The Constitution allots the number of electors for each state according to the number of members of the House of Representatives and Senate, plus three electors for the nation’s capital. The electors are the voters who actually elect the President. The manner in which electors are selected is not specified in the Constitution so states have latitude in how they are picked as well as how they actually cast their ballots. In some states there will be ceremonies marking the vote while in others the proceeding will be low-key. Many states will webcast the proceeding.
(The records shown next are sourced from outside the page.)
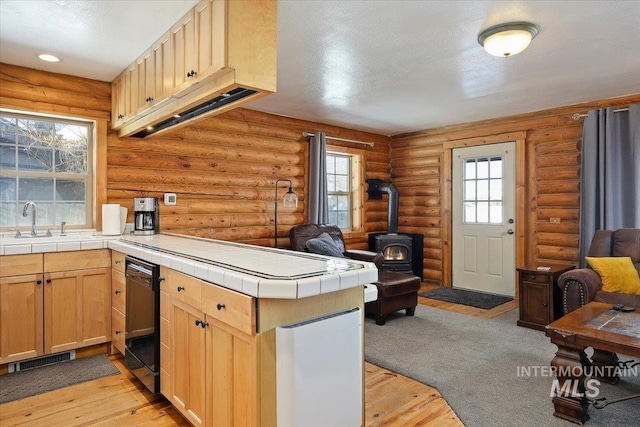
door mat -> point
(465, 297)
(39, 380)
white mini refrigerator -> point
(319, 365)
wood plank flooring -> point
(121, 400)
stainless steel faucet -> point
(25, 212)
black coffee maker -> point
(145, 215)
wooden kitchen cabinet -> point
(118, 301)
(21, 321)
(540, 297)
(211, 367)
(63, 303)
(217, 47)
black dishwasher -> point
(142, 331)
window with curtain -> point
(47, 161)
(344, 178)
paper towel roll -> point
(123, 219)
(110, 219)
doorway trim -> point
(446, 191)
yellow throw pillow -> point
(618, 274)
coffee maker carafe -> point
(145, 215)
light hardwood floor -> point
(121, 400)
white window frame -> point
(356, 159)
(89, 177)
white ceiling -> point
(383, 66)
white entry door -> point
(483, 212)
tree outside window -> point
(45, 161)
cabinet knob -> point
(201, 323)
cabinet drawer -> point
(77, 260)
(17, 265)
(117, 329)
(182, 287)
(118, 289)
(117, 261)
(233, 308)
(534, 277)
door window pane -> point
(482, 182)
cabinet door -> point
(21, 317)
(162, 53)
(77, 309)
(210, 22)
(183, 40)
(232, 359)
(188, 375)
(535, 302)
(117, 102)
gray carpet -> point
(39, 380)
(474, 364)
(466, 297)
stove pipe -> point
(376, 188)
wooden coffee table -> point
(608, 332)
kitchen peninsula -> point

The electors have two jobs: they must cast their ballots and sign six “Certificates of Vote” that certify their vote. The certificates are then mailed to the Vice President, in this instance Vice President Cheney in his role as President of the Senate, the National Archives, each state’s secretary of state and the chief judge of the nearest federal court. The latter is done just as a precaution if all other copies are lost. A joint session of Congress will be convened on January 6 at 1:00 p.m. during which time Vice President Cheney will open the certificates and declare the winner of the election. The final step in the election process if the inauguration, set for Tuesday January 20, 2009 at the U.S. Capitol.